MATLAB: Nchoose2: save output in chunks

#nchooseknchoose2; cell array;

Hi everyone, I have a cell array N(m,n) with mixed numeric/ string (with the first row as a header). I would like to create combinations without repetition of every row i with every other row j ≠ i. I am doing this with user-written nchoose2.
ind = nchoose2(1:size(N, 1)-1);
Unfortunately, my cell array is too large so that ind generates an out-of-memory error. Can I save the output of nchoose2 (or I wouldn't mind using nchoosek) in chunks? Like save the first 50k rows of the ind, process them, delete them, and then turn to the next 50k?

Best Answer

Neither nchoosek nor nchoose2 let you return a portion of the output.
You can always generate the output using a loop and break out whenever you want:
function [rowcombination, nextfirstrow, nextsecondrow] = choose2row(in, maxrows, startfirstrow, startsecondrow)
%CHOOSE2ROW create every combination of 2 rows of a matrix/cell array
%The function can return a portion of the output and be called again to return the next portion.
%The function uses double loops to compute all combinations.
%Outputs:
% rowcombination: matrix/cell array where each row is the concatenation of two distinct rows of the original matrix/cell array.
% nextfirstrow:
% nextsecondrow: parameters to pass back to a subsequent call to CHOOSE2ROW to return the next portion of row combination.
%Inputs:
% in: input matrix/cell array of size [m, n].
% maxrows: maximum number of rows of output rowcombination. Inf for no limit. Scalar, optional. default Inf.
% startfirstrow: outer loop start index. Scalar, optional. default 1.
% startsecondrow: inner loop start index.
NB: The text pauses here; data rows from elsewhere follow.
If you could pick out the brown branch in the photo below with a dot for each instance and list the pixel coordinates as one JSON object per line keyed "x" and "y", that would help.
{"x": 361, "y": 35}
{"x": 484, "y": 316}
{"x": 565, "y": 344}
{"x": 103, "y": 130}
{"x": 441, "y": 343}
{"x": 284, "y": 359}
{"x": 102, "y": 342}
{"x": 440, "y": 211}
Scalar, optional. default startfirstrow - 1.
if nargin < 2 || maxrows == Inf
maxrows = Inf;
else
validateattributes(maxrows, {'numeric'}, {'scalar', 'positive', 'integer'}, 2);
end
if nargin < 3
startfirstrow = 1;
else
validateattributes(startfirstrow, {'numeric'}, {'scalar', 'positive', 'integer', '<', size(in, 1)}, 3);
end
if nargin < 4
startsecondrow = startfirstrow + 1;
else
validateattributes(startsecondrow, {'numeric'}, {'scalar', 'positive', 'integer', '<=', size(in, 1), '>', startfirstrow}, 4);
end
nrows = (size(in, 1) - startfirstrow + 1) * (size(in, 1) - startfirstrow) / 2 - (startsecondrow - startfirstrow - 1); %total size of output still to generate
rowcombination = repmat(in(1, :), min(nrows, maxrows), 2); %initialise output to required size
rowout = 1;
for nextfirstrow = startfirstrow : size(in, 1)-1
for nextsecondrow = startsecondrow : size(in, 1)
rowcombination(rowout, :) = [in(nextfirstrow, :), in(nextsecondrow, :)];
rowout = rowout + 1;
if rowout > maxrows
nextsecondrow = nextsecondrow + 1; %#ok<FXSET> exiting the loop
if nextsecondrow > size(in, 1)
nextfirstrow = nextfirstrow + 1; %#ok<FXSET>



nextsecondrow = nextfirstrow + 1; %#ok<FXSET>
if nextfirstrow == size(in, 1)
nextfirstrow = Inf; %#ok<FXSET>
nextsecondrow = Inf; %#ok<FXSET>
end
end
return
end
end
startsecondrow = nextfirstrow + 2;
end
nextfirstrow = Inf;
nextsecondrow = Inf;
end
Of course, you're trying performance for memory.